Feathers: Evolution of a Natural Miracle
by Thor Hanson
Basic Books, New York 2011
In his book Feathers: Evolution of a Natural Miracle, author Thor Hanson takes us on a journey down the rabbit hole. Though it is not a journey along a fertile ambling limestone stream or up a mountainside along the banks of a rushing mountain brook, it is nevertheless a journey that many a fly fisher (or especially fly tyer) will enjoy. I mean, who thinks about feathers more than fly tyers? This particular rabbit hole is one that was entered when the author started thinking about feathers. Where did they come from? Why did they evolve? How do they work? How do they grow? Why are people fascinated by them? These are all questions that are pondered in this book.
I call it a journey – because that’s the feeling that I got when reading it. Mr. Hanson presents the book as an unfolding exploration and with a warm and personal writing style, he takes us along for the discovery. Along the way we meet many characters – and I think this helps keep the book from being a dry exposition about feathers.
The natural starting point for a story about feathers is that famous pigeon-sized “first bird”, Archeopteryx. And so we are taken back to the discovery of and controversy surrounding that famous feathered fossil. Then we are taken deeper back in (geological)time to the more recent discovery of the feathered dinosaurs of China. All the while the story is being told by introducing us to the people behind the discoveries. Frankly, I still find the idea of feathered dinosaurs just wonderful – it makes me smile just imagining it.

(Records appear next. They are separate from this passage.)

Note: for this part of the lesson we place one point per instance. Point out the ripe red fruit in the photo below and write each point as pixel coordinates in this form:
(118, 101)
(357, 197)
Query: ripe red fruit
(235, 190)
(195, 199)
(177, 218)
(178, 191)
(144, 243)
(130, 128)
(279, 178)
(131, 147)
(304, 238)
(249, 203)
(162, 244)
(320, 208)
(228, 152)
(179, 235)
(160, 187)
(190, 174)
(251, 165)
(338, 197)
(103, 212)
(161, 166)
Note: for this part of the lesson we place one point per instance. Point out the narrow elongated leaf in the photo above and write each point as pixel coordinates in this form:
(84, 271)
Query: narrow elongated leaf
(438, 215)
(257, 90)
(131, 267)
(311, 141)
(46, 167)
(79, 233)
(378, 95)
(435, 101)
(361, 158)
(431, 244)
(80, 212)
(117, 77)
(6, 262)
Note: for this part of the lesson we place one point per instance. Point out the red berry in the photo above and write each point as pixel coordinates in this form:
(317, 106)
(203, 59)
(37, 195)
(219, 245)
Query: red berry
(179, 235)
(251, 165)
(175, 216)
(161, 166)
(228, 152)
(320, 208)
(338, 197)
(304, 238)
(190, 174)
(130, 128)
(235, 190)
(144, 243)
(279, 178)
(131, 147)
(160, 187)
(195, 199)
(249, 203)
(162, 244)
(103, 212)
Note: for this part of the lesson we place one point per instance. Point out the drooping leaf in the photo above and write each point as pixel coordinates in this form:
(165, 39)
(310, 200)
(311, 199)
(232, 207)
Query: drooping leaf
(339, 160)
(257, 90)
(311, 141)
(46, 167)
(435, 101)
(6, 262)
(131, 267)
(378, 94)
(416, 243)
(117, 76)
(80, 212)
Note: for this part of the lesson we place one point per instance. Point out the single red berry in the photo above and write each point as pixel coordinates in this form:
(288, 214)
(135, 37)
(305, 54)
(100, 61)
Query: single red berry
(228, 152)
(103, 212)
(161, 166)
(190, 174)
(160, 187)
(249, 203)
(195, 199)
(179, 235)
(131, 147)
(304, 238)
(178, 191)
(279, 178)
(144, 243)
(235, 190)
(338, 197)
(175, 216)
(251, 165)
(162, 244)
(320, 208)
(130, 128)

The book is divided in to five main sections, Evolution, Fluff, Flight, Fancy and Function. In these sections we learn about possible mechanisms driving feather evolution, modern birds and their feathers, flight, fashion, quill pens and much more. I found it simply fascinating – and I will never look at that little brown sparrow outside of my window the same way again. And yes there is a chapter on fly tying – but it will not offer much that is new to the experienced fly tyer.
This is not a book for everyone. If you do not find natural science interesting and if you do not enjoy pondering the miracles of nature at length, then this is not for you. Also – though it does get into some technical details here and there it is not a hard-core “science” book – it stays well within the bounds of consumer level popular science writing. If you enjoy books by authors like John McPhee and David Quammen, then this is likely a book that you’ll also enjoy.
You can learn more about the author on his webpage: thorhanson.net
Disclosure: I did not receive any compensation for this review, though I was supplied with this book by the publisher.